Well done Shaun from Nottingham and Maria from Seville.

In this diagram $OX$ makes an angle $\theta$ with the vertical, which means that the $2$ and $3$ weights both make an angle $\theta$ with the horizontal.

If we take the length $OX$ as the unit and then think about a vertical line through $O$ and the horizontal space between that line and vertical lines through the $2$ and $3$ weights, and also through $X$.

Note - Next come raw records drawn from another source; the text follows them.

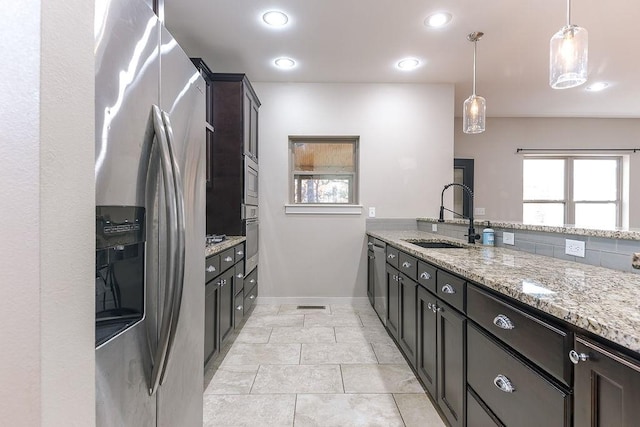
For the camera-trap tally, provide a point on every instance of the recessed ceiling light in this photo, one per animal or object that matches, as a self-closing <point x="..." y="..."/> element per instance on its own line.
<point x="285" y="63"/>
<point x="438" y="19"/>
<point x="598" y="86"/>
<point x="275" y="18"/>
<point x="408" y="64"/>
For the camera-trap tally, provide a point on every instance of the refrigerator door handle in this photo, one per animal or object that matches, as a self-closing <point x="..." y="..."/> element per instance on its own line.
<point x="178" y="278"/>
<point x="166" y="165"/>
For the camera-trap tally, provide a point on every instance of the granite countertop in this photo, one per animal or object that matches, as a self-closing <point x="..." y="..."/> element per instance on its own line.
<point x="603" y="301"/>
<point x="626" y="234"/>
<point x="229" y="242"/>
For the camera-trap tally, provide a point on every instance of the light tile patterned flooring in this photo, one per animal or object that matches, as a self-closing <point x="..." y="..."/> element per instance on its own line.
<point x="309" y="367"/>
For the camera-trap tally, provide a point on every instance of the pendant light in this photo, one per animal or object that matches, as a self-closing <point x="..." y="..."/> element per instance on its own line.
<point x="473" y="115"/>
<point x="568" y="55"/>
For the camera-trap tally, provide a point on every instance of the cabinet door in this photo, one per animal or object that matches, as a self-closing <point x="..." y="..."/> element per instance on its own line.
<point x="606" y="389"/>
<point x="211" y="344"/>
<point x="226" y="304"/>
<point x="393" y="301"/>
<point x="451" y="364"/>
<point x="427" y="340"/>
<point x="371" y="276"/>
<point x="407" y="334"/>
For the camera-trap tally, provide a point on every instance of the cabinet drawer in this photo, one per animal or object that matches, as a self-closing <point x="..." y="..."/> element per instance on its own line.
<point x="250" y="298"/>
<point x="238" y="278"/>
<point x="212" y="267"/>
<point x="408" y="265"/>
<point x="492" y="372"/>
<point x="238" y="252"/>
<point x="477" y="416"/>
<point x="427" y="276"/>
<point x="238" y="309"/>
<point x="538" y="341"/>
<point x="392" y="256"/>
<point x="451" y="289"/>
<point x="227" y="259"/>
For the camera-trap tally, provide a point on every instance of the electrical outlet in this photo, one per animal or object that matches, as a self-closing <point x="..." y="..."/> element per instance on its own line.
<point x="574" y="247"/>
<point x="508" y="238"/>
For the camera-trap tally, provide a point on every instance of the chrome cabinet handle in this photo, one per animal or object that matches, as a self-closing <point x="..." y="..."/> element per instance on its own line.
<point x="448" y="289"/>
<point x="503" y="322"/>
<point x="576" y="357"/>
<point x="504" y="384"/>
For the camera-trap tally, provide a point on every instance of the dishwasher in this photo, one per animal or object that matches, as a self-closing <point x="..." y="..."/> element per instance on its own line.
<point x="380" y="280"/>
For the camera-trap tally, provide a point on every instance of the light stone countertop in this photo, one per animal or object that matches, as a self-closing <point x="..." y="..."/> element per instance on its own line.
<point x="229" y="242"/>
<point x="603" y="301"/>
<point x="625" y="234"/>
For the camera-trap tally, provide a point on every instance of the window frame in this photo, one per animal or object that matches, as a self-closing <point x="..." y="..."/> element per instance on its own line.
<point x="353" y="177"/>
<point x="567" y="201"/>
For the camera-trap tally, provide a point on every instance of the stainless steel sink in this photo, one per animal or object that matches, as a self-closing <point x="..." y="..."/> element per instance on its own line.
<point x="435" y="245"/>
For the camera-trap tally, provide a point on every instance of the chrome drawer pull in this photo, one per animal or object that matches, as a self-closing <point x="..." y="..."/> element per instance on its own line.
<point x="576" y="357"/>
<point x="448" y="289"/>
<point x="504" y="384"/>
<point x="503" y="322"/>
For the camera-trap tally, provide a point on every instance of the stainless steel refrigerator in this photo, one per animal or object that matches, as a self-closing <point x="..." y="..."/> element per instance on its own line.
<point x="150" y="222"/>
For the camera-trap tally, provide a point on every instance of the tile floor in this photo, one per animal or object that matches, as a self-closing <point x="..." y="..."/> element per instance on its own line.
<point x="310" y="367"/>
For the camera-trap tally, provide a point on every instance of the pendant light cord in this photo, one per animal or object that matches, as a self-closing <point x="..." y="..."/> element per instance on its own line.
<point x="475" y="43"/>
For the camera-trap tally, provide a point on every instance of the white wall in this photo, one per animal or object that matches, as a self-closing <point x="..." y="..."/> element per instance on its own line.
<point x="47" y="213"/>
<point x="498" y="169"/>
<point x="406" y="156"/>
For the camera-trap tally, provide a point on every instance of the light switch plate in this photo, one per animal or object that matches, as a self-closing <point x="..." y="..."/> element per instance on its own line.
<point x="508" y="238"/>
<point x="574" y="247"/>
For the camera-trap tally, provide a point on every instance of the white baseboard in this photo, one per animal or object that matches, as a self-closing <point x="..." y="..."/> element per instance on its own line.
<point x="312" y="300"/>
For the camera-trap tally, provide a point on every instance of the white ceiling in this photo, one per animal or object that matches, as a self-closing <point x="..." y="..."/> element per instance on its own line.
<point x="362" y="40"/>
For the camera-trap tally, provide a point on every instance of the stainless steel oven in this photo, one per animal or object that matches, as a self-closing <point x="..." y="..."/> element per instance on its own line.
<point x="250" y="182"/>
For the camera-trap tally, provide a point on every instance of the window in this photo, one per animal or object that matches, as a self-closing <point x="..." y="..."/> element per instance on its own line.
<point x="585" y="191"/>
<point x="324" y="170"/>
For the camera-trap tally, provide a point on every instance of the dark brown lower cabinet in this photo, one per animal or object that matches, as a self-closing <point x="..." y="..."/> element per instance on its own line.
<point x="393" y="301"/>
<point x="426" y="362"/>
<point x="606" y="387"/>
<point x="407" y="334"/>
<point x="226" y="303"/>
<point x="451" y="380"/>
<point x="517" y="394"/>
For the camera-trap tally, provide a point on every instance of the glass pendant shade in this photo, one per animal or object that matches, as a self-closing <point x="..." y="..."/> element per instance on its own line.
<point x="473" y="114"/>
<point x="568" y="58"/>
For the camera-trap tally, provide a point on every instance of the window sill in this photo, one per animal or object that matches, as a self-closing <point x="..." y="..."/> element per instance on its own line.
<point x="317" y="209"/>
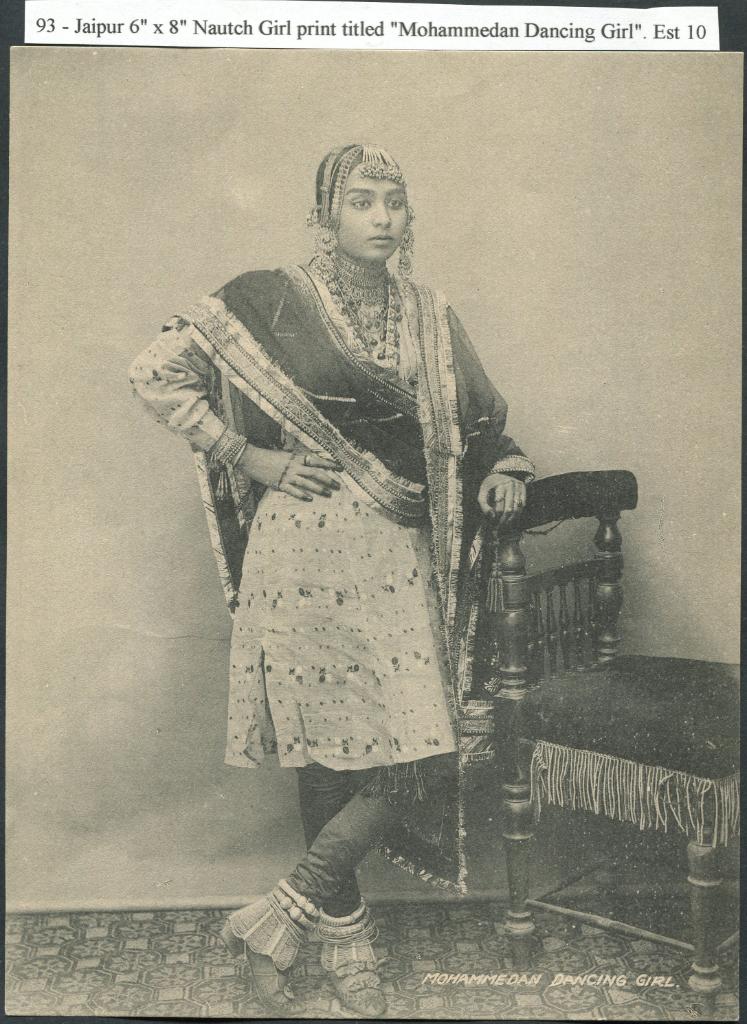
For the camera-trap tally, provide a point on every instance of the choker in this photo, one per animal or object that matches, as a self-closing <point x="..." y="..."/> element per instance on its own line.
<point x="367" y="284"/>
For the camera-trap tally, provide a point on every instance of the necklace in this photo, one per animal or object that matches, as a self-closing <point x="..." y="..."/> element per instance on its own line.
<point x="369" y="300"/>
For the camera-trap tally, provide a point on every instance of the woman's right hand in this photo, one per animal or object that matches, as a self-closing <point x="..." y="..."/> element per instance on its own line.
<point x="297" y="474"/>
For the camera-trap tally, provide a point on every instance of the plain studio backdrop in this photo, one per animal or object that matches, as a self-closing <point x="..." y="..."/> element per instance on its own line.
<point x="579" y="210"/>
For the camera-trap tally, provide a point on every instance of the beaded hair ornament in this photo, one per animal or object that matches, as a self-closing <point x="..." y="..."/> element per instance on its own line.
<point x="371" y="162"/>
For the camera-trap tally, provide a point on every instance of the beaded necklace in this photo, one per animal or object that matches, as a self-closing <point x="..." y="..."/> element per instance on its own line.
<point x="369" y="300"/>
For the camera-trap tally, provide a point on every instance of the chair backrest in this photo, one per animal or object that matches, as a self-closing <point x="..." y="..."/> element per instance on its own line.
<point x="565" y="617"/>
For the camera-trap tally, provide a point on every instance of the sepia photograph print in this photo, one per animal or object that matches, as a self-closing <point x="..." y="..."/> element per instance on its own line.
<point x="373" y="577"/>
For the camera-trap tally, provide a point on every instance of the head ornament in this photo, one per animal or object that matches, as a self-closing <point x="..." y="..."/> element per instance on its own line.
<point x="371" y="162"/>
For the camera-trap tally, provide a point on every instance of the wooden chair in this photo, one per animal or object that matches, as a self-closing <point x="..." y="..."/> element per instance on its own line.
<point x="652" y="740"/>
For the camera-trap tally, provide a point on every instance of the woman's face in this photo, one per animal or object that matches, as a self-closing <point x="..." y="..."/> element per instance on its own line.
<point x="373" y="218"/>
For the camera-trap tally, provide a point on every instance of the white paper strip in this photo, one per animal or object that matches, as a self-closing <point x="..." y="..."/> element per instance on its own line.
<point x="344" y="25"/>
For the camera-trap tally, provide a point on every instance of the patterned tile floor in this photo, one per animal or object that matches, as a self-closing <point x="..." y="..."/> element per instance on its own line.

We can see that the horizontal shift from the pivot for $X$ is $\sin\theta$ and the horizontal shift from the pivot for the $2$ and for the $3$ is $\cos\theta$. The balance will come to a settled position so that:

$$3\cos\theta = 2\cos\theta + X\sin\theta$$

which means that $X\sin\theta$ must equal $\cos\theta$ or, after a little rearranging,

$$ X = \frac{ \cos\theta}{ \sin\theta}\;.$$

At Stage 4 this equation is properly best solved by trial and improvement but if you have gone just a little bit further with your maths, you may know that:

$$\tan\theta = \frac{ \sin\theta}{ \cos\theta}\;.$$
Investigate that if you haven't seen it before.

So here $\tan\theta$ will equal $1/x$, and all we need to do is find $1/x$ on a calculator and then take the inverse Tangent for that value. In degrees the specific angles were $45$ degrees and $26.6$ degrees (to $1$ decimal place).